Nowadays, you can find just about everything online, and we're starting to enter an era where you can buy almost anything online. This has completely changed how people shop. The days of walking into a store blind are long gone, replaced by customers walking in locked and loaded with more information than they could ever need. This especially applies to buying a new car. With so many models and trims available that can be paired with dozens of accessories, knowing what you can get and where it's available is crucial.

The way people have bought cars has evolved dramatically over the last century, and like any retail business, the evolution of the sales process is fascinating. Here's a brief look at the history, and potential future, of car-buying.

How It Used To Be

Buying a new car used to really be a chore. In fact, buying anything was a chore. For pretty much everything, you had to *shudder* go places. Research was difficult in those days because you had to find out the information yourself. You couldn't count on someone else doing the grunt-work for you and then just looking it up. People would go from dealership to dealership, narrowing down their choices by brand, then model and finally any extras they wanted. People would go to many dealerships looking at vehicles, talking to people (yes, you used to have to do that), and reading whatever brochures the dealership would provide before deciding on something.

This was also before the days of public reviews, so no one would really know how good a vehicle or dealership actually was beforehand. It was all by word of mouth that you learned about all the models available and which dealership to go to. There was no public list of pricing, so you really didn't know if you were getting a good deal or not. You just had to hope that you had an honest salesman.

How It Is Now

People nowadays have so much access to information right at their fingertips that shopping is almost...lazy.

As stated above, if you wanted to buy a car in the past, you would have to shower, get dressed, and go to multiple stores and talk to multiple people to learn about a vehicle. Now, you don't have to leave your house to learn everything you need to know. Heck, you don't even have to leave your bed. You can just grab your tablet that has access to all of the world's information and look up whatever you need to know.

Through this magical window, you can check multiple dealerships for multiple vehicles with multiple accessories...all while lying in your PJs munching on Cheetos. You can look up a vehicle's reputation, average selling price and the reputation of the dealership in seconds. This will help narrow down which vehicle you're getting and how much you'll end up paying for it.

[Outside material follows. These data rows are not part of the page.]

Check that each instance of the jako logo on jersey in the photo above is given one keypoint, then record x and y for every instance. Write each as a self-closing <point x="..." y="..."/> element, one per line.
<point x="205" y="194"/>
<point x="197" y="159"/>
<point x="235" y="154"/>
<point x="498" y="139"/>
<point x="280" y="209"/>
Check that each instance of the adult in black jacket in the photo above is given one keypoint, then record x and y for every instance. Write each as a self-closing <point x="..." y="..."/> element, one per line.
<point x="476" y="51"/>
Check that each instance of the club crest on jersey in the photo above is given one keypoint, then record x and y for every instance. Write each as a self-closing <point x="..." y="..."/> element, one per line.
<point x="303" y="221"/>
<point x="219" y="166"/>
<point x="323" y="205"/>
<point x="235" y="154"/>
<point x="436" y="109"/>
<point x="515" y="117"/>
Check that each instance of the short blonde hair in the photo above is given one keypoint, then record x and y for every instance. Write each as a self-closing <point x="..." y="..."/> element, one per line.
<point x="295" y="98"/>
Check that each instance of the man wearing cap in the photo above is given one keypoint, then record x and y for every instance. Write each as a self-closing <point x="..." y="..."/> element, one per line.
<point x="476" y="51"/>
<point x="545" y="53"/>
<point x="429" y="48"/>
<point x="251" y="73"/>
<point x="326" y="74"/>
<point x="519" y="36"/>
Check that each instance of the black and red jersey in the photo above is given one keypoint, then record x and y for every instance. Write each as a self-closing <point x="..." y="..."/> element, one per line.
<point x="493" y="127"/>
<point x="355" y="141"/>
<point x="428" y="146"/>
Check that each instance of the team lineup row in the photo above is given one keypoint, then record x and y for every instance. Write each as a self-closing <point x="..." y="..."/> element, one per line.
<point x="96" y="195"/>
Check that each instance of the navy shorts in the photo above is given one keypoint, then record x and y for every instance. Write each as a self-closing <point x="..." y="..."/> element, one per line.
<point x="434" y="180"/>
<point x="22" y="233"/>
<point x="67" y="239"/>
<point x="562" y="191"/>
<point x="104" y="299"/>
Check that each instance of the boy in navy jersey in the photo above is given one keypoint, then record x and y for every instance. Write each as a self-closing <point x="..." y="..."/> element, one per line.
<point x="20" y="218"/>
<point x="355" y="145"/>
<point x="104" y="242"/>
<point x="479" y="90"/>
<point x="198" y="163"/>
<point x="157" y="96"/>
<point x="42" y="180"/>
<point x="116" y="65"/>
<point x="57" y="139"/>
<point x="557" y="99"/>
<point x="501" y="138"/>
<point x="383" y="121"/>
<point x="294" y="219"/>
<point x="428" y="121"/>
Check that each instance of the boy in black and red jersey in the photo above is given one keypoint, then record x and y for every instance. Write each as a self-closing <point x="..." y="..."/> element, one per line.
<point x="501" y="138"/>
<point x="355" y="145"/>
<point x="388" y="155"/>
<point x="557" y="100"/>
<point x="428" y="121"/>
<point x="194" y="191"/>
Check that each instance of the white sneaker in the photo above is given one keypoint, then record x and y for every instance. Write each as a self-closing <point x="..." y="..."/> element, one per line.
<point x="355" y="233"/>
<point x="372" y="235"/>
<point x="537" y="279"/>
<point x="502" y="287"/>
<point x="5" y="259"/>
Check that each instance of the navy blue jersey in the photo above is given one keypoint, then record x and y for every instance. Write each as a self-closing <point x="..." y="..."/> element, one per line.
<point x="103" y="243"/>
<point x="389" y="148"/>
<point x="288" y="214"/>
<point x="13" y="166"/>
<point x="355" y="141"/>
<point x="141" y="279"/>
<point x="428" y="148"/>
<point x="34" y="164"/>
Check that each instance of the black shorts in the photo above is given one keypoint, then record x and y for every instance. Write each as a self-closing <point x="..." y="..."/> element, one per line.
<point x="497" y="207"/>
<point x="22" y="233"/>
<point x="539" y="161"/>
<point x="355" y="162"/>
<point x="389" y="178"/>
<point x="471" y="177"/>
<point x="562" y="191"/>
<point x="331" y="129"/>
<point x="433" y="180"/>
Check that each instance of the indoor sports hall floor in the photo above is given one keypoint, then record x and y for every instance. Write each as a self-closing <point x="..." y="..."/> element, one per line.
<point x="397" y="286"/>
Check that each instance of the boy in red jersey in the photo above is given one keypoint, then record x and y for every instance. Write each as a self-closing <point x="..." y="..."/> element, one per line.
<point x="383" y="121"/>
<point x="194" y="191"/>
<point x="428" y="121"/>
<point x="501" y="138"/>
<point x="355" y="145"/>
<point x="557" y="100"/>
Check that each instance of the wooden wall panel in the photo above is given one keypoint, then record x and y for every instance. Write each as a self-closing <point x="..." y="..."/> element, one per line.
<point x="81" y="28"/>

They say that knowledge is power. If so, we might be living in the most powerful era that has ever existed. But it might get worse...

How It Might Become

Imagine for a second that it's 2030.

Newspapers are completely obsolete, someone has found a cure for the common cold, and the Toronto Maple Leafs have just won their 10th straight Stanley Cup (It's called fantasy for a reason, ok?).

You decide that you need a new car, but you're stuck between the new 2031 Toyota Camry and 2030 Honda Civic. So you put on your Virtual Reality Smart-Headset and "walk" into a virtual showroom to look at the cars. You talk to a Virtual Salesbeing and hop in the Virtual Camry to go on a Virtual Test-drive. You do the same thing with the Civic.

You decide then and there to purchase the Camry, mostly because the 22" touchscreen connects to your iPhone 50 much better than the Civic does. You press a couple of Virtual buttons, and the car is bought with delivery promised the next day. You go back to watching season 41 of The Simpsons and the next day your vehicle is brought right to your door.

Seems pretty ridiculous right? Well, it's coming. There's a Honda dealership in Montreal that has been working with an online agency to sell new cars 100% online. The same idea with a site like Amazon, you pick the car you want, place an order, and the car is delivered to you. This is happening now.

The virtual reality ideas aren't too far off either. VR headsets are becoming a lot more common now, and it's only a matter of time before you're able to look at a car through a headset. In fact, many dealerships already use 360-degree photography in their cars, so it's coming sooner than you may think.

Conclusion

The Internet is a blessing and a curse. While it is handy having access to all of human history in your pocket, we do suffer from an oversaturation of knowledge. If you've already decided which car you want, great. You can look up everything about it and go to a dealership ready. If you don't know what you want, it will be a lot more challenging. There is so much information out there that what you're looking for might end up getting lost in the vastness of the information.

The world has changed a lot over the last 50 years, and buying a car has been able to keep up with the evolution of technology. It will be interesting to see what the next 50 years will bring.